CS 100 (Learn)CS 100 (Web)Module 01


Digitization (part two)

(direct YouTube link)

NOTE: If your internet access is restricted and you do not have access to YouTube, we have provided alternate video links.

TRANSCRIPT

Now that we understand discrete data, and how digital information is really just discretized data that can be stored on a computer, let's consider another example.

We are going to revisit the discretization of your height, which is a continuous quantity. What if we want to plot your height from the moment of your birth to now, and we want to plot it on a computer?

The real, "true" plot of your height would be a perfectly smooth, continuous curve. Sure, you may have had a growth spurt when you were around thirteen, but even that growth spurt was smooth and continuous: you didn't instantaneously grow, despite what your grandmother may have said.

We are going to call this height curve a signal, which is a fancy term for a quantity that changes over time.

We want to discretize your height signal, but this discretization is going to be a bit more interesting because we need to discretize in two different ways (or dimensions).
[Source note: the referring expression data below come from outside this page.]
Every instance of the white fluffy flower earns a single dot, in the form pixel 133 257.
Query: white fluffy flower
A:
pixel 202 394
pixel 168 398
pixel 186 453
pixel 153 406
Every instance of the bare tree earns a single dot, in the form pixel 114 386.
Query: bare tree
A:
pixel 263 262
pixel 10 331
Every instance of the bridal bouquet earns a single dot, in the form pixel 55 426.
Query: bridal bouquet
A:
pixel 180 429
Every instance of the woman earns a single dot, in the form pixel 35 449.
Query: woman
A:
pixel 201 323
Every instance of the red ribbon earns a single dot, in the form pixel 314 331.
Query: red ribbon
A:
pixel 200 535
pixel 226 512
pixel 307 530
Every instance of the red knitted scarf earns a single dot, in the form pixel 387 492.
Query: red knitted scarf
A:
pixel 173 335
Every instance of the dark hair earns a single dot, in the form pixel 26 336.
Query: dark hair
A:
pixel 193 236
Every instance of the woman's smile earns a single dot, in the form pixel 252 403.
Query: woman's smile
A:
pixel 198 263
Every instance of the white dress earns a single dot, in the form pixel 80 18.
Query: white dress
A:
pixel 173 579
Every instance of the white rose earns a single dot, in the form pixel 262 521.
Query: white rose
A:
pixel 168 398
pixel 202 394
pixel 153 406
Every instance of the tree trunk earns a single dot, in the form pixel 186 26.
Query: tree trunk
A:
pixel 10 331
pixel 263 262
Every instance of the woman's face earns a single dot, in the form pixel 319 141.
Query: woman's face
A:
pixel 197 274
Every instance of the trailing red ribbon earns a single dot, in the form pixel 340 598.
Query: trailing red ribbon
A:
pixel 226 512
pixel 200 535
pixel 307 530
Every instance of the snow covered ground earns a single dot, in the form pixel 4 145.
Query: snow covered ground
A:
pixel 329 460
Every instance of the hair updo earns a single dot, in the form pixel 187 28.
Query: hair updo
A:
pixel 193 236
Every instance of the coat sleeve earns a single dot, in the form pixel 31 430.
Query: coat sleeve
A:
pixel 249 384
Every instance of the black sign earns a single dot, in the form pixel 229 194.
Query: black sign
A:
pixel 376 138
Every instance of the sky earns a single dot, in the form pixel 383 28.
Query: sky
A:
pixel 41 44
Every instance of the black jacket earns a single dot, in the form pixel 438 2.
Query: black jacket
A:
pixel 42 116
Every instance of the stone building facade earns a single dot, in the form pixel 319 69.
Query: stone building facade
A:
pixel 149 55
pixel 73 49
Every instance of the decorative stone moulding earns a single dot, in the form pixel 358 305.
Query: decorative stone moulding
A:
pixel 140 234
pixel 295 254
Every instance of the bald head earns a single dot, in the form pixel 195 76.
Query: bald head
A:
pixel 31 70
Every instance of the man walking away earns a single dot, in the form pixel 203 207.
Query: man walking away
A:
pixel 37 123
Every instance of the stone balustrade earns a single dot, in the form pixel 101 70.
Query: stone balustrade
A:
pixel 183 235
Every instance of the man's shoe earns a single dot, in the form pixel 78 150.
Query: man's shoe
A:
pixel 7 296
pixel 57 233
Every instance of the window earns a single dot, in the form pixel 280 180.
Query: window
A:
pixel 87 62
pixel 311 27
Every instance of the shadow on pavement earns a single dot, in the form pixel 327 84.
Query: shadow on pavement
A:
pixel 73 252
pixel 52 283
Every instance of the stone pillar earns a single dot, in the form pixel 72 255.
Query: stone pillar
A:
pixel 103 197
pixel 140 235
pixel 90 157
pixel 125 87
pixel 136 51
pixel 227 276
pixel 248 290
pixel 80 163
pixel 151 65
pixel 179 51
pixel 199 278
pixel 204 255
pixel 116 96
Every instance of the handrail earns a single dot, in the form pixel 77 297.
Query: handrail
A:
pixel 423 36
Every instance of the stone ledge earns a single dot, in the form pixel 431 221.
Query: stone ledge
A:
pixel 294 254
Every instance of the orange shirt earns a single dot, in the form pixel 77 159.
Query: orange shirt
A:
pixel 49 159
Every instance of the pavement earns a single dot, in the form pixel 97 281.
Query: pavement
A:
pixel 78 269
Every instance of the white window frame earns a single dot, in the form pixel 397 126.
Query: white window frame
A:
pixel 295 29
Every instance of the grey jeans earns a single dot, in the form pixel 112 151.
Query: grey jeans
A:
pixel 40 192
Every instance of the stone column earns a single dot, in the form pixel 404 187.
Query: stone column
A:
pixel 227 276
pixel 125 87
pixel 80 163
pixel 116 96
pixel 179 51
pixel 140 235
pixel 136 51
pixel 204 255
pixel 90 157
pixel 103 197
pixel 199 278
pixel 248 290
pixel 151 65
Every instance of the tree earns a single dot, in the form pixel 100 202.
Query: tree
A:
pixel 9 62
First, we are going to have to discretize in time, which is also known as sampling. How often are we going to measure (or sample) your height? Once a year? Once a month? Once a second? In practice, you want to sample at a regular interval, which is known as a sampling frequency, and it depends on how how often the signal changes. For your height, once every five years is definitely too infrequent and would not capture the data very well. Every year is pretty common, and your parents may have measured your height every year when you were little. To properly discretize your growth, every sixty days is probably pretty good.

Sampling frequencies are measured in Hertz [Hz], which measures how many times something happens per second. If we were to sample your height once every second that would be one Hertz [1 Hz]. If we measured it ten times a second, it would be ten Hertz [10 Hz]. We are sampling your height every sixty days, which is one hundred and ninety three nanoHertz [193 nHz]. Later, we'll learn how computers can do billions of operations per second, and how computer speeds are measured in GigaHertz [GHz].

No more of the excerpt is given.